Troso, MAMHTROSO.com – Madrasah Aliyah dan Madrasah Tsanawiyah Matholi’ul Huda Troso kembali laksanakan Upacara Pengibaran Bendera Merah Putih kemarin, Sabtu (23/02/2019). Seperti biasa upacara ini dilaksanakan di halaman madrasah dan diikuti oleh seluruh civitas akademika MTs – MA Matholi’ul Huda Troso yang berjumlah kurang lebih 1.200-an orang baik siswa maupun dewan guru.
Sebagai petugas upacara adalah dari perwakilan siswa Kelas XI MA Matholi’ul Huda Troso. Elva Elviana Novita Sari (XI MIA-1) sebagai pemimpin upacara dengan 3 pemimpin pasukan berturut-turut Soya Angga Arifin Nuha (XI MIA-2), Zaha Muhammad Al Haq (XI MIA-2), dan Hendri Hermawan (XI MIA-3). Pembawa Acara ditugaskan kepada Vina Ramandhani (XI MIA-1), dan Fatikha Amalia (XI MIA-3) dan Dimas Al Habib Efendi (XI IIS-3) sebagai Pembaca Pembukaan UUD 1945 dan doa. Sementara Ahmad Setiawan (XI IIS-1) sebagai ajudan pembina upacara.

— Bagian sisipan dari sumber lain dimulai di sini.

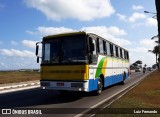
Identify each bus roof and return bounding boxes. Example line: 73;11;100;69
43;31;128;52
43;31;86;40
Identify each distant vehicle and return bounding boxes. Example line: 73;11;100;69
147;67;152;71
143;67;146;73
36;31;130;95
135;68;141;72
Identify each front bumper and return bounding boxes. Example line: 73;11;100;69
40;80;89;92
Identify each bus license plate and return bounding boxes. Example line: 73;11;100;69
57;83;64;86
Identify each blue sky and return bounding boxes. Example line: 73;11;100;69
0;0;158;70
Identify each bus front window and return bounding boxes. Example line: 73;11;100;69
42;34;87;64
62;38;85;63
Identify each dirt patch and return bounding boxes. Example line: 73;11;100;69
110;71;160;108
0;71;40;84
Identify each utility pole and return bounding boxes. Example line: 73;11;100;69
155;0;160;71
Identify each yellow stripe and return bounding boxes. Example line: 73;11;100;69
102;59;108;76
41;65;88;81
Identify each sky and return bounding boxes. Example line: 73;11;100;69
0;0;158;70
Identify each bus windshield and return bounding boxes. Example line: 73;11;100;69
42;34;87;64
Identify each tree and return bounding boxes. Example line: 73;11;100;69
148;46;159;63
155;0;160;71
135;60;142;64
155;0;160;38
131;60;142;70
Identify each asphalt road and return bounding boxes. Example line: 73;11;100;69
0;71;151;117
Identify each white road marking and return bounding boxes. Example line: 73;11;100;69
0;85;40;94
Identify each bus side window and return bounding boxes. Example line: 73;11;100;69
97;38;100;53
126;51;129;60
124;51;126;59
92;39;97;55
118;47;121;58
106;42;111;56
122;49;125;59
124;51;129;60
98;38;104;54
110;43;113;56
120;48;123;58
124;50;126;59
113;45;116;57
115;46;119;57
103;40;107;55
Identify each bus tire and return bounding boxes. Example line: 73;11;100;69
121;72;126;85
95;78;103;95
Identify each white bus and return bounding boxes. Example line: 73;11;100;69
36;31;130;95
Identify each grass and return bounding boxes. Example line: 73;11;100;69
0;71;40;84
96;70;160;117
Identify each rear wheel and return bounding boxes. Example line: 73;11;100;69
121;72;126;85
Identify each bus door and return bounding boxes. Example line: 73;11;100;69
88;37;98;80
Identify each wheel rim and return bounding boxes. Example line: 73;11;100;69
98;79;102;94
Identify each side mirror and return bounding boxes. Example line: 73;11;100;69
37;57;39;63
36;45;39;56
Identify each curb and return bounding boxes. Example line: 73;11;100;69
0;81;40;94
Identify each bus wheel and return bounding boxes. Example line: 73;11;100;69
121;72;126;85
95;78;103;95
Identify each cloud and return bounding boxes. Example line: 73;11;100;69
132;5;144;10
129;47;148;53
24;0;115;21
129;46;156;66
131;17;157;28
129;12;146;22
117;12;147;24
128;38;157;67
0;62;8;69
0;49;35;58
36;26;127;37
82;26;127;37
0;57;39;70
22;40;37;49
28;26;130;47
81;26;129;46
145;18;157;27
116;14;127;21
130;54;155;67
37;27;76;36
139;39;155;49
26;30;38;35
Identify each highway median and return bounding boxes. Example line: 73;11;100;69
95;70;160;116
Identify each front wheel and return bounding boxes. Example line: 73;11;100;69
95;78;103;95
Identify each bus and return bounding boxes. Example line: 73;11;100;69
36;31;130;95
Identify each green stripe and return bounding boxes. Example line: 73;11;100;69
94;57;129;78
95;57;106;78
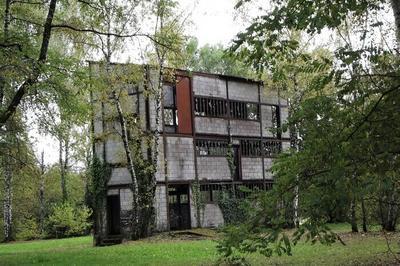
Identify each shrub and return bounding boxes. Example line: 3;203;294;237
16;217;40;240
47;202;92;238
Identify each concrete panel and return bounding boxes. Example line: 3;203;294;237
241;158;263;180
108;167;131;186
227;80;258;102
120;188;133;211
193;75;226;98
230;120;260;137
261;88;280;105
93;120;103;135
165;136;195;181
261;105;275;138
105;136;125;164
189;185;224;228
282;140;291;151
197;157;231;180
264;158;274;180
195;117;228;135
155;185;168;231
94;142;104;160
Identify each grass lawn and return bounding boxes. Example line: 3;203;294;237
0;224;399;265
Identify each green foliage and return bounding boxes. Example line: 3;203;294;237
88;156;110;211
216;190;248;225
16;218;40;241
216;0;400;262
191;181;206;227
47;202;92;238
182;38;256;79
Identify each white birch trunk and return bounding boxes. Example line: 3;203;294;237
391;0;400;46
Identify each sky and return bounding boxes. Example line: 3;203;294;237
180;0;245;46
31;0;248;165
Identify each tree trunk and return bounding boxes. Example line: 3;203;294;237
3;161;13;242
350;198;358;232
39;151;46;235
113;93;139;239
361;197;367;232
383;193;398;231
391;0;400;45
59;137;68;202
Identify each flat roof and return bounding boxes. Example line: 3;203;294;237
87;61;262;85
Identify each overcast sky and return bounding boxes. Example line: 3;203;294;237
31;0;246;165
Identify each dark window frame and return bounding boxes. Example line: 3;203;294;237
194;96;261;121
163;85;178;133
195;139;229;157
240;139;283;158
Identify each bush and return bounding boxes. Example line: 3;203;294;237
217;189;249;225
16;217;40;240
47;202;92;238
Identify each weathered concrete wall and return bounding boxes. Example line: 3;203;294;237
241;158;263;180
120;188;133;211
261;105;275;138
197;157;231;180
282;140;291;151
230;120;260;136
108;167;131;186
120;188;133;238
199;204;224;228
105;135;125;164
189;186;224;228
264;158;274;180
227;80;258;102
193;75;226;98
204;203;224;227
165;136;195;181
260;89;280;105
195;117;228;135
155;185;168;231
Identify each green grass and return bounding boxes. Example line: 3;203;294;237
0;224;398;265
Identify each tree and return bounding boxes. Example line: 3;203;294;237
217;0;400;262
182;38;255;78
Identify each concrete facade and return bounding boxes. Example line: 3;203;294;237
92;64;290;239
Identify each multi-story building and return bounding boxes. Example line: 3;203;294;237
91;63;290;238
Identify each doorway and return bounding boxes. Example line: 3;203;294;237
107;195;121;235
168;185;191;230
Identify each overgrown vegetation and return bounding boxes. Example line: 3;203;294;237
0;226;399;265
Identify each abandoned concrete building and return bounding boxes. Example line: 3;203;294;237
91;63;290;237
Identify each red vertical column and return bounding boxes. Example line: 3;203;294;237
175;76;193;135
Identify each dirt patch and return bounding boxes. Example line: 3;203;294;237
143;228;218;242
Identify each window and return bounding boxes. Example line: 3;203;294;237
240;139;282;157
194;97;227;117
262;139;282;157
168;195;177;204
240;139;262;157
246;103;259;120
195;139;229;156
199;182;270;203
230;101;260;121
163;85;178;132
180;194;188;204
194;97;260;121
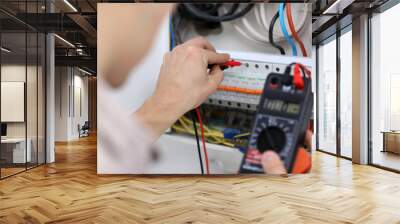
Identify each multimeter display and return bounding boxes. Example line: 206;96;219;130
264;100;301;115
240;65;313;174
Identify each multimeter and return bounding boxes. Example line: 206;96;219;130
240;64;313;173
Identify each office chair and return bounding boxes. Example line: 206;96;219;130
79;121;90;138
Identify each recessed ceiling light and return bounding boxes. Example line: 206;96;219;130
63;0;78;12
54;34;75;48
323;0;355;15
78;67;93;76
1;47;11;53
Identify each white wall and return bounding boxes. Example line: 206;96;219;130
1;65;36;138
55;67;69;141
1;65;27;140
55;67;89;141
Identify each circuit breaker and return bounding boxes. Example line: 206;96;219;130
206;51;312;111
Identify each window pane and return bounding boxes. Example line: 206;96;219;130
340;30;352;158
318;38;337;154
371;4;400;171
38;32;46;165
27;31;38;169
1;30;28;177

Pasukan Pengibaran Bendera dengan 8 formasi dipimpin oleh Fikri Aida Fitriyah (XI MIA-3) sedangkan pengerek dan pembawa bendera adalah Linda Wahyu Laila Shofiana (XI MIA-3), Indah Wahyu Laili Shofiani (XI MIA-3), dan Ulufiatur Rahmanita (XI MIA-2). Sedangkan sebagai pasukan pengiring yaitu Muhammad Mughni Labib (XI MIA-1), Muhammad Syarif Hidayat (XI MIA-1), Gilang Agil Syafrizal (XI MIA-2), Wahyu Budi Santoso (XI MIA-3).

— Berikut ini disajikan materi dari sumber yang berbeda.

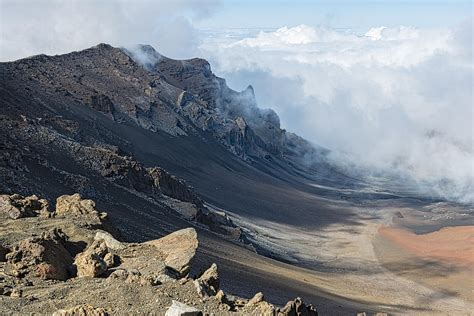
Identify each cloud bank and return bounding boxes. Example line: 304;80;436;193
0;0;219;61
200;21;473;203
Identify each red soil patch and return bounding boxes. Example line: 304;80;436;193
378;225;474;267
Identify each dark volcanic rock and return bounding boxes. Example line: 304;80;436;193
148;167;203;207
0;243;9;262
89;94;115;117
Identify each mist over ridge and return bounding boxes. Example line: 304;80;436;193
198;21;473;204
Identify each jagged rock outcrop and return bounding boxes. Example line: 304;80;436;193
89;94;115;118
0;192;323;315
0;194;50;219
5;228;73;280
148;167;203;207
2;43;315;163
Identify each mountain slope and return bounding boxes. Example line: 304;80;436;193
0;43;405;314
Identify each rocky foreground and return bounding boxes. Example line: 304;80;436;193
0;193;318;315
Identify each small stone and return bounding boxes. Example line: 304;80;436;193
165;300;202;316
10;288;22;298
215;290;228;304
1;285;13;296
52;304;108;316
103;253;115;268
246;292;264;306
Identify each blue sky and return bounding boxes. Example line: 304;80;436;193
196;0;473;29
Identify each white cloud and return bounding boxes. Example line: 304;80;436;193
200;21;474;203
0;0;219;61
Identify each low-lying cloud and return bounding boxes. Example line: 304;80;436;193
200;21;473;203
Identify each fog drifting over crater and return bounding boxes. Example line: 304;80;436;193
199;22;473;203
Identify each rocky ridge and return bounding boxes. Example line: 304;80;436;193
0;193;318;315
0;110;247;244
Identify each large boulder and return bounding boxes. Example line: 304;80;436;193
113;243;175;285
52;304;108;316
0;194;50;219
194;263;219;299
145;228;198;277
56;194;95;215
56;194;102;217
165;300;202;316
74;240;109;278
5;228;73;280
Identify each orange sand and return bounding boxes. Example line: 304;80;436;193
378;225;474;267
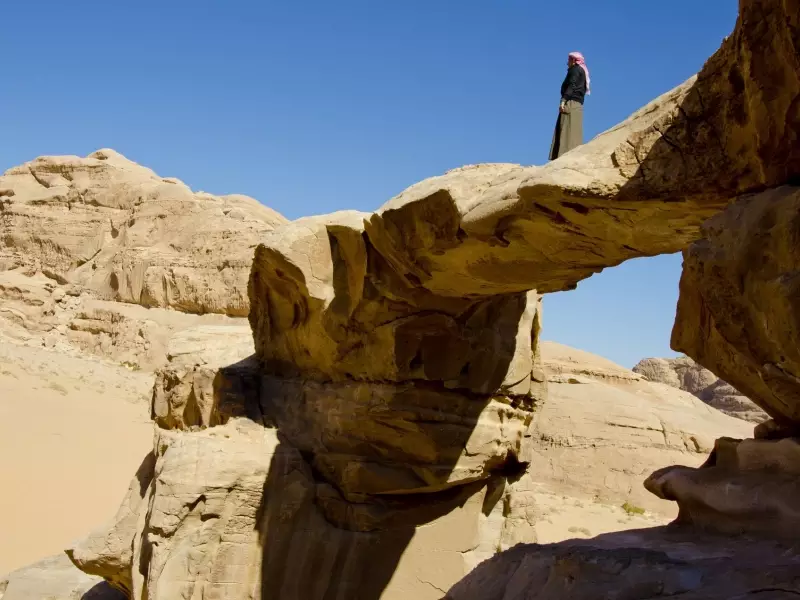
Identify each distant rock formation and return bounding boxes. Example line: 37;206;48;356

Mohammad Asad, S.Pd.I. salah satu guru pengampu mata pelajaran Bahasa Arab di MA Matholi’ul Huda Troso kali ini berkesempatan menjadi Pembina Upacara. Berbeda dengan pembina upacara sebelum-sebelumnya beliau memulai amanatnya dengan mengkondisikan siswa-siswi yang masih berbicara terlebih dahulu. Dengan gaya pidatonya yang menggebu-gebu beliau menyampaikan materi tentang menghormati ibu.

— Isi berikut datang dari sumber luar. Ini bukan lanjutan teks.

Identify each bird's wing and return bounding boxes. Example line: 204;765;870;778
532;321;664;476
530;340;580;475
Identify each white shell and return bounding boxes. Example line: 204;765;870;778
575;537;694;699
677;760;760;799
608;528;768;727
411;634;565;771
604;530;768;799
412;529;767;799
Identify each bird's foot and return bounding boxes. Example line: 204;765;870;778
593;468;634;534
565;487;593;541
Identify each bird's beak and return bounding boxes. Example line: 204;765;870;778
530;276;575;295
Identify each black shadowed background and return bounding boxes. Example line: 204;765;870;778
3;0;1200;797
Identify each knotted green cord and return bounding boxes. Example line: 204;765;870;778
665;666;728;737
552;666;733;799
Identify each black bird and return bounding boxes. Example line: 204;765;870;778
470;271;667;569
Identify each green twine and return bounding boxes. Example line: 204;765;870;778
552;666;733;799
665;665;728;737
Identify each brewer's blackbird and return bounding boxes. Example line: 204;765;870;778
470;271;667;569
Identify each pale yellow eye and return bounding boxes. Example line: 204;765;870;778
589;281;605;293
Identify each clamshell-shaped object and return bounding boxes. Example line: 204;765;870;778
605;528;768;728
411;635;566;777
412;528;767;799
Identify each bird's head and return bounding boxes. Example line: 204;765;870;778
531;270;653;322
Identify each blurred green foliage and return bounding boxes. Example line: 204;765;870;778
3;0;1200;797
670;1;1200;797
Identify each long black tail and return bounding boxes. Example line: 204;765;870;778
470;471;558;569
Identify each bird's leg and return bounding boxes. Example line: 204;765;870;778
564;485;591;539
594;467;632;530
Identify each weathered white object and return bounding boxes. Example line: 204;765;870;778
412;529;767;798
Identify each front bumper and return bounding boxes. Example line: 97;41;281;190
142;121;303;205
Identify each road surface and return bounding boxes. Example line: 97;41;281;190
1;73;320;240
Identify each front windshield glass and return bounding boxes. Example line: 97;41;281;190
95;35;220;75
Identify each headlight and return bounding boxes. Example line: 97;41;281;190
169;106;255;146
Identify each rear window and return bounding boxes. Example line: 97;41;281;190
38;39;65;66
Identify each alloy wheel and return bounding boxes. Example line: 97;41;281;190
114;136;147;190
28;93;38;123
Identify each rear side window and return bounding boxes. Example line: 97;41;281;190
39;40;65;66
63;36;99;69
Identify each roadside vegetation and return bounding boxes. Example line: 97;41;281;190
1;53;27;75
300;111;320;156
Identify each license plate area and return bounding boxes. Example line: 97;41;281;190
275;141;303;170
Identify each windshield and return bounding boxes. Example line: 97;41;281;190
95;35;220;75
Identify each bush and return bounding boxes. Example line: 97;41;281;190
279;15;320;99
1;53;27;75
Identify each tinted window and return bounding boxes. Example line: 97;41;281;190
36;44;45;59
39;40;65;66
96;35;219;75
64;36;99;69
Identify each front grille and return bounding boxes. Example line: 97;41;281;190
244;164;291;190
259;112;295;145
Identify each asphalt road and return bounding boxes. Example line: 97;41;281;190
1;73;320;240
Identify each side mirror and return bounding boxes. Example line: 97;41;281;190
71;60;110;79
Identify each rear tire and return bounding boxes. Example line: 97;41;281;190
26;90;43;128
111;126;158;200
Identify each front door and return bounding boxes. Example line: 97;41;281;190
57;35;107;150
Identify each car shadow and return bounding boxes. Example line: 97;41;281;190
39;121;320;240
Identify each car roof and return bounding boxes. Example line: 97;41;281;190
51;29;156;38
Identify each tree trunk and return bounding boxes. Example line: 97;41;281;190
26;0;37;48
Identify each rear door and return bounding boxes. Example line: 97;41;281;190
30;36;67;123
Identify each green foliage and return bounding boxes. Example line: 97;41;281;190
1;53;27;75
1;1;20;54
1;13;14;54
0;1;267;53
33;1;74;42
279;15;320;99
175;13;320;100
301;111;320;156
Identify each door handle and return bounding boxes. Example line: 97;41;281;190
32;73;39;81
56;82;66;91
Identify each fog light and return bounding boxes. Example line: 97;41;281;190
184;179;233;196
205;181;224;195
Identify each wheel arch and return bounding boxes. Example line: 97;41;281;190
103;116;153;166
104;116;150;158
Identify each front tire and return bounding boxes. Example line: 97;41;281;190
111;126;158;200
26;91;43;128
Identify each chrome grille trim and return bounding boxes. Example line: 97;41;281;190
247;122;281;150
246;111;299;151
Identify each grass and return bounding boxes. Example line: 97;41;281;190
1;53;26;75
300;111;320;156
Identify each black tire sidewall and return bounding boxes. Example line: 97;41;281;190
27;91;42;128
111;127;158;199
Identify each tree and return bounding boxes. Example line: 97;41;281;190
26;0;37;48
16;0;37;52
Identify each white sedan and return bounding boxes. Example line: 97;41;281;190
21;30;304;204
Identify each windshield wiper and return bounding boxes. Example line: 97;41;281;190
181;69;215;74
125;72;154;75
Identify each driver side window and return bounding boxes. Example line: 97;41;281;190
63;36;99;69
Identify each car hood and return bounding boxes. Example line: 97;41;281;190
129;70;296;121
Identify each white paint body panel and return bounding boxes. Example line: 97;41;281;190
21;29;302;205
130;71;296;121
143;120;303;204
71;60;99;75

Menceritakan tentang seorang ustad/kyai yang memiliki ibu dengan kondisi yang kurang normal. Di tengah-tengah majlis taklimnya, ternyata sang ibu tiba-tiba mendatangi anaknya yang sedang memberikan pengajian dihadapan para santrinya hanya untuk mengingatkan bahwa ayam-ayamnya belum diberi makan. Dengan kepatuhannya sang anakpun kemudian menutup kitabnya dan segera melakukan apa yang diperintahkan oleh ibunya tersebut. Yaitu memberi makan ayam-ayamnya. Usai memberi makan ayam sang anak/ustad ini kemudian melanjutkan majlis taklim dengan para santrinya.
Dari cerita tersebut dapat diambil sebuah pelajaran yang sangat berharga. Apapun kondisi seorang ibu, dia tetaplah seorang ibu yang telah mengandung, melahirkan, dan menyusui anaknya. Sehingga untuk patuh dan hormat kepadanya adalah sebuah kewajiban.
يَا رَسُولَ اللَّهِ مَنْ أَحَقُّ النَّاسِ بِحُسْنِ صَحَابَتِي قَالَ أُمُّكَ قَالَ ثُمَّ مَنْ قَالَ ثُمَّ أُمُّكَ قَالَ ثُمَّ مَنْ قَالَ ثُمَّ أُمُّكَ قَالَ ثُمَّ مَنْ قَالَ ثُمَّ أَبُوكَ
“Wahai Rasulullah, siapakah orang yang paling berhak aku berbakti kepadanya?” Beliau menjawab: “Ibumu.” Dia bertanya lagi; “Kemudian siapa?” Beliau menjawab: “Ibumu.” Dia bertanya lagi; “Kemudian siapa lagi?” Beliau menjawab: “Ibumu.” Dia bertanya lagi; “Kemudian siapa?” Beliau menjawab: “Kemudian ayahmu.”